Bergen County attorneys help victims injured by dangerous road conditions
An auto accident is often the fault of a careless driver. However what happens when the road itself presents a danger? At the Law Offices of Richard S. Greenberg, we help victims of traffic crashes caused by dangerous or defective highway conditions. People often fail to consider that the road or highway may be dangerous or defective and cause an accident. We personally handle accident investigations to gather evidence and make sure important details are uncovered.
Who is responsible for highways that cause accidents?
Highways may be prone to cause auto accidents for a variety of reasons, including dangerous design or poor maintenance, including sinkholes and potholes, missing guardrails, broken or missing signals, signs or warnings, poor materials, debris in the roads and construction hazards. A public entity, such as a county or municipal agency, which is responsible for the defective condition may be held liable in a personal injury lawsuit only when you can prove certain elements, such as:
The highway or road was in dangerous condition at the time of the injury.
The injury was caused by the dangerous condition.
The dangerous condition created a reasonably foreseeable risk of that kind of injury.
You must also prove that a negligent or wrongful act by the public entity’s employee during employment created the dangerous condition or that the public entity knew of the dangerous condition and had time to correct it.
Roads in New Jersey prone to cause traffic accidents
In 2011, there were 64,568 total injury crashes on all road systems in New Jersey, 6,877 in Bergen County. There were also another 6,400 injury crashes in Essex County, 3,701 in Hudson County, 4,024 in Passaic County and 868 in Sussex County. Some of the most dangerous routes in New Jersey include Route 17, Interstate 80, the New Jersey Turnpike and the Palisades Interstate Parkway:
Route 17 — The annual average daily traffic (AADT) on Route 17 in Bergen County is more than 94,300 vehicles. This route is prone to auto accidents, with more than 520 occurring in 2011.

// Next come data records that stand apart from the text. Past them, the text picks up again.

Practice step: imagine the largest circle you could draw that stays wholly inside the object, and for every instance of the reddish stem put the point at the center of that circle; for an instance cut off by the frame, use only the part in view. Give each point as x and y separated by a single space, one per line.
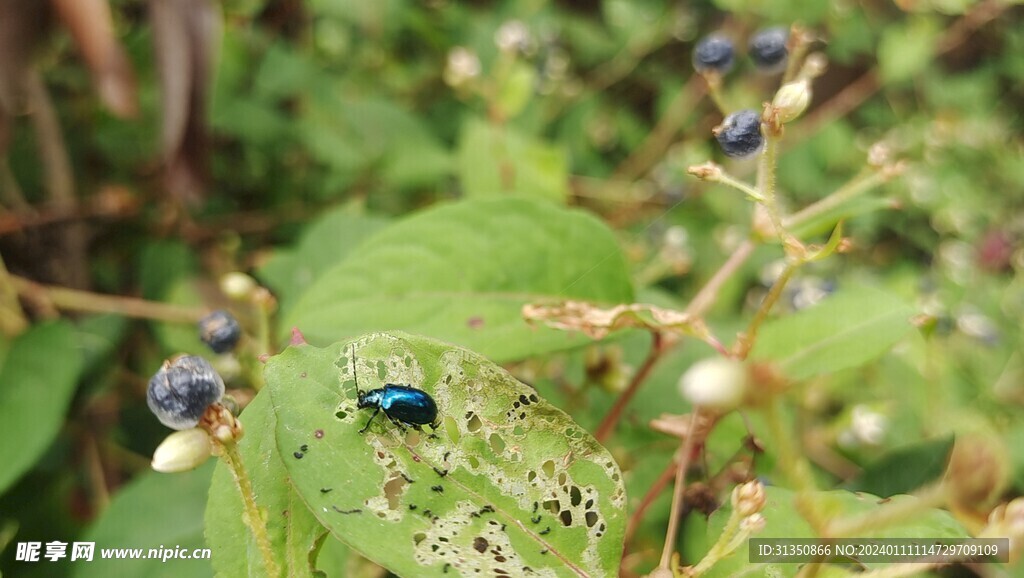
659 345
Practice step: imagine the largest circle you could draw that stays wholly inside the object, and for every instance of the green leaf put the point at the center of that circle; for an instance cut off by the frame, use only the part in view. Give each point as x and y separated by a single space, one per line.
906 50
324 244
37 381
462 273
292 529
853 326
524 485
904 469
181 337
496 160
517 89
155 510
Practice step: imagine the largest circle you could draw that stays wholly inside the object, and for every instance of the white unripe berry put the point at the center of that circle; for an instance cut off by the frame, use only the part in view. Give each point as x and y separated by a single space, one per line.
716 383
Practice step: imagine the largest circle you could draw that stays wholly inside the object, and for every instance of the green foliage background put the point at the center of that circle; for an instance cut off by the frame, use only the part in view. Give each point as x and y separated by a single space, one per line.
368 194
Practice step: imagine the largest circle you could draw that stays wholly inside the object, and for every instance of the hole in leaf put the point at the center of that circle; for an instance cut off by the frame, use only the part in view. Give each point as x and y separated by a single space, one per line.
452 429
392 491
497 444
549 468
574 496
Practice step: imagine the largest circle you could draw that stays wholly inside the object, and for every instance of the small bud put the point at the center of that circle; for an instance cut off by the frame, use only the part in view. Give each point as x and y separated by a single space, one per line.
182 451
512 36
749 498
238 285
792 100
716 383
708 171
752 524
220 331
463 66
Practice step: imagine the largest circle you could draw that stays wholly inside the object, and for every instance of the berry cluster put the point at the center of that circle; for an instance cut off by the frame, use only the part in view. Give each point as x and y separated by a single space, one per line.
767 48
739 134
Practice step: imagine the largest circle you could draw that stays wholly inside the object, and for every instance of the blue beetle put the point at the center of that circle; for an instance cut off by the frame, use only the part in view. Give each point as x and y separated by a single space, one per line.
403 405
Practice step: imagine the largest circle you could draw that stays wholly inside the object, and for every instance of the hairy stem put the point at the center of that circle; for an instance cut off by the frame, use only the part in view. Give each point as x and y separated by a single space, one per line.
658 345
12 320
679 491
252 515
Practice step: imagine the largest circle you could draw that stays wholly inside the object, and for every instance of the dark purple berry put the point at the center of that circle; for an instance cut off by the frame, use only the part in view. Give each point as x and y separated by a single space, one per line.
767 48
713 53
220 331
181 390
739 134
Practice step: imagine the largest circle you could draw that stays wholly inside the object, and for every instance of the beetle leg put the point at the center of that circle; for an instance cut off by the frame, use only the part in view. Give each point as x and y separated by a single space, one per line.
378 410
397 422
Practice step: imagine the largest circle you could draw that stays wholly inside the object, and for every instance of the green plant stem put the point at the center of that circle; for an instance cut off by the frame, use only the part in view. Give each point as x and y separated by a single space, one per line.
722 546
678 494
706 297
745 341
74 299
252 515
743 188
890 513
856 187
766 186
659 344
12 320
791 459
660 137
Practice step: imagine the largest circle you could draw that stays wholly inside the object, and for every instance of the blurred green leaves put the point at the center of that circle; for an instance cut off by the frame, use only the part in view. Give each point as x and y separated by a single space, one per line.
462 273
38 376
856 324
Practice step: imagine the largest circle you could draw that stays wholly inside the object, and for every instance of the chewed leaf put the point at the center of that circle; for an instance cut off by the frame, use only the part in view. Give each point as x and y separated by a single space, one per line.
509 487
598 323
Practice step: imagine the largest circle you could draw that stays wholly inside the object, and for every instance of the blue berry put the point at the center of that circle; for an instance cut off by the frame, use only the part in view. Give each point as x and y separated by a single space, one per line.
220 331
767 48
739 134
181 390
713 53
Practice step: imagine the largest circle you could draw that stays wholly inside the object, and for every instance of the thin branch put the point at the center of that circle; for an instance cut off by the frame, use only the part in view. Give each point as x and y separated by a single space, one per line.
77 300
680 490
659 344
706 297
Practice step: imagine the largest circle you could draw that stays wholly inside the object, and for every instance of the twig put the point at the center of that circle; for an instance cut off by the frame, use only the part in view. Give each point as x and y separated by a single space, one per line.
77 300
706 297
659 344
678 494
12 320
660 137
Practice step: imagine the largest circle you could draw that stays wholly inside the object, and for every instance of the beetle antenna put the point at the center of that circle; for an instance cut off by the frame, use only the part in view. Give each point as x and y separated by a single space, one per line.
355 375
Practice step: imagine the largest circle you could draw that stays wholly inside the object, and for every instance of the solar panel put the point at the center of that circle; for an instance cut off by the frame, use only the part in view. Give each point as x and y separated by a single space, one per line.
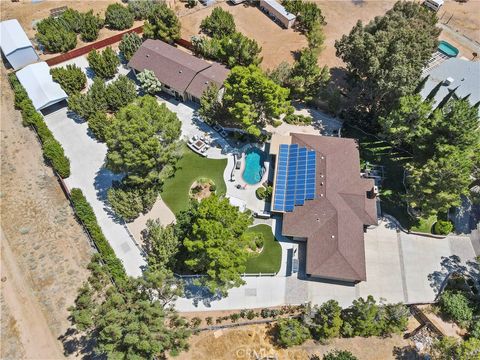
295 182
311 169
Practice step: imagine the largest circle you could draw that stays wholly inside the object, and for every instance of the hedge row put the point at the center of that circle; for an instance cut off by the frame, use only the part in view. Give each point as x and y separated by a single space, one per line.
52 150
85 212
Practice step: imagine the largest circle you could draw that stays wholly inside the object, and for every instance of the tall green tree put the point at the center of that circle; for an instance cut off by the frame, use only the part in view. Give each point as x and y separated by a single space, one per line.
409 122
218 24
210 104
252 99
162 23
118 17
71 78
161 244
130 44
215 244
137 322
142 141
435 185
307 78
385 58
103 64
326 321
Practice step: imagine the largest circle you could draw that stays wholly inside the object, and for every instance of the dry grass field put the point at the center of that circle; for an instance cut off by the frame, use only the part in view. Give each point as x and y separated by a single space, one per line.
245 342
44 249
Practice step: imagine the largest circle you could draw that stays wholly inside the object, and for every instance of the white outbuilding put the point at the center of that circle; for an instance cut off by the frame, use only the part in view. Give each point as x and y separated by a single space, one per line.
39 85
16 47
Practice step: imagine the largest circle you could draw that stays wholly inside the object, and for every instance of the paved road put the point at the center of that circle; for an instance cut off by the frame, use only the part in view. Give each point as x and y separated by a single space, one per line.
400 268
87 157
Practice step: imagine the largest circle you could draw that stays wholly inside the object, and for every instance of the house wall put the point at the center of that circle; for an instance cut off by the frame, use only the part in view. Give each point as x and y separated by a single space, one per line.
22 57
280 17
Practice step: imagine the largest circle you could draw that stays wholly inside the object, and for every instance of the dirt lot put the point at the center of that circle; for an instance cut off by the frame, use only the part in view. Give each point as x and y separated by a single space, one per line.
44 249
279 44
245 342
27 13
254 24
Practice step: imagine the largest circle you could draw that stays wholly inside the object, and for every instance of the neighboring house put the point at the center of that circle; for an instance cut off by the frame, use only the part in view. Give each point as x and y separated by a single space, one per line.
181 74
454 74
325 202
40 87
16 47
278 12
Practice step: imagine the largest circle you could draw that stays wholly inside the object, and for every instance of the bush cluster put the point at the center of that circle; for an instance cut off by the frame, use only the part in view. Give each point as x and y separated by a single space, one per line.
296 119
443 227
86 215
60 34
52 150
118 17
71 78
104 64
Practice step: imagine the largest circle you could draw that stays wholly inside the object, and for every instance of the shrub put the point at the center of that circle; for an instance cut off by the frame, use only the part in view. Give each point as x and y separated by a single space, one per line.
104 64
118 17
91 25
295 119
456 306
98 125
149 82
120 92
260 193
71 78
218 24
291 332
339 355
129 202
54 35
140 9
443 227
86 215
130 44
52 150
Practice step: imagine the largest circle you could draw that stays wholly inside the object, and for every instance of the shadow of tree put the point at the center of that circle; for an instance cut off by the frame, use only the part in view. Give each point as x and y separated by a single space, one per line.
406 353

Interstate 80 — Interstate 80 has an AADT measure of 92,322, with some sections of the route seeing more than 158,500 vehicles. In 2011, there were 4,119 total crashes, 980 of which resulted in injuries and a dozen of which resulted in fatalities.
New Jersey Turnpike — This turnpike, Route 295, has an annual average daily traffic measure of 63,855 vehicles. In 2011, there were 2,059 crashes recorded, more than 530 of which resulted in injuries and a dozen of which were fatal accidents.
Palisades Interstate Parkway — This dangerous highway runs 11 miles from the George Washington Bridge into New York state. It is limited to passenger cars, motorcycles and permitted buses. Trucks, cars with trailers and commercial pickups are all prohibited. Despite this, accidents still occur regularly.